Christmas time for me is about having my grandparents round and laughing about the shockingly awful but wholesome and festive TV shows. It’s about my nana turning up slightly drunk off the two Baileys infused coffees she’s had on Christmas morning. It’s about being together in the warmth of the living room, out of the snowy, cold winter air after a day of snowman building, snowball fights and icy treks in winter coats and bobble hats. It’s about my mum dropping a really cool looking dessert on the floor and instead just serving a Christmas pudding we got given in August. Not only is watching random people dress up as Santa immensely entertaining, but when things malfunction and when things go wrong, it makes Christmas even more fun and hilarious. These things don’t require money and often lead to the most funny moments.
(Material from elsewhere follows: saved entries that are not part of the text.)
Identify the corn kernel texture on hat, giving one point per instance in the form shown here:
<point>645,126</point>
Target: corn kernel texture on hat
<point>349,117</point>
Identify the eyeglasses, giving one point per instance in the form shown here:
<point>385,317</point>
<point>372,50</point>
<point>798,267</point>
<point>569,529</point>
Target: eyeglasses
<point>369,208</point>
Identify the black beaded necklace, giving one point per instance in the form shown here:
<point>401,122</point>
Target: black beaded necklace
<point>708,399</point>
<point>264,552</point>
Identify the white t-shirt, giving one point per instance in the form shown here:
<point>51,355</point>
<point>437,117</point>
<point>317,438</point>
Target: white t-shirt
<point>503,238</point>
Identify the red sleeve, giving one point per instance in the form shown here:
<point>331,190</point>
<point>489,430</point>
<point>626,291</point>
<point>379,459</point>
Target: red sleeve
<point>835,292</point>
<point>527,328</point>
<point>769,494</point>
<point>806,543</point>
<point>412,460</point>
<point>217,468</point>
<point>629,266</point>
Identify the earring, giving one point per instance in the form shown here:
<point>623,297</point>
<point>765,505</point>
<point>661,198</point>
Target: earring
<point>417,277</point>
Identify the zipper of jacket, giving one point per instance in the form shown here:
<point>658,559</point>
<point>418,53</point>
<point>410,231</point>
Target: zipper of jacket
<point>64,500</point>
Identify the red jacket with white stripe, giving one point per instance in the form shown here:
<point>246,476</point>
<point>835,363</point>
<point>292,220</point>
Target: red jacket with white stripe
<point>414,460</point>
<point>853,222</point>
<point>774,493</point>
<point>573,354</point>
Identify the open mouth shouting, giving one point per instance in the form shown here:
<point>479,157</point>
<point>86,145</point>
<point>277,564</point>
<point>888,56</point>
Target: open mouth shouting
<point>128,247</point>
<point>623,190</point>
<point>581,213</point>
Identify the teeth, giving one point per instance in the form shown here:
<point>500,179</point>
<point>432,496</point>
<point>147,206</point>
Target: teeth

Yes, Christmas is also about presents, expecting them and giving them. Yes, Christmas is about gorging on meat and gravy and some kind of dessert. Christmas has indeed been bought into. However, Christmas has always been bought into, from kids nowadays expecting a mountain of gifts, to baby Jesus receiving gold coins when he couldn’t even hold his head up. The meaning of Christmas may be about religion to some and love and family, but there has always been an element of money. Even when people had nothing, they would find a way to give gifts, however small and menial they may have appeared to an onlooker. So as much as Christmas is about family and friends, there has always been an element of value somewhere.
From my perspective, my Christmas consists more of making sure everyone is together. Everyone loves receiving gifts, but we would be much more content seeing all our family and friends during the Christmas period, over having lots of gifts under the tree. Especially this year where we’ve all been apart more, seeing everyone will mean so much more. I personally treasure moments like watching my flatmates try for hours to make an enormous paper chain decoration to go through our hallway whilst listening to Christmas songs in our kitchen, way more than seeing the ridiculous amounts of money shoppers will spend on things you could make or put together yourself. Not everything is commercialised. Not everything is about throwing money at an occasion and expecting it to turn out good in the end.
I value seeing my friends on Christmas Eve because it’s our tradition. I value my nana’s love when she sees me for the first time in months. I value watching all the different Christmas specials with my dad (even the ones my mum doesn’t like). I value having to watch them all a few days later because we couldn’t hear them over my nana speaking loudly. I value making paper snowflakes in my flat that turn out looking like art deco squares and geometric patterns. I cherish moments over money or whatever the true meaning of Christmas even is.
What even is the true meaning of Christmas? Is there a concrete written definition somewhere? Everyone writes their own ideas and ideal scenarios because the true meaning of Christmas is whatever makes you and those around you happy. The festive season is about giving, but it’s up to you how you interpret it and how you choose to spend it that really matters. Not everything has to be perfect. Everything going wrong and still having the funniest, silliest, most ridiculous time is what the festive period is about. Now that is the true meaning of Christmas.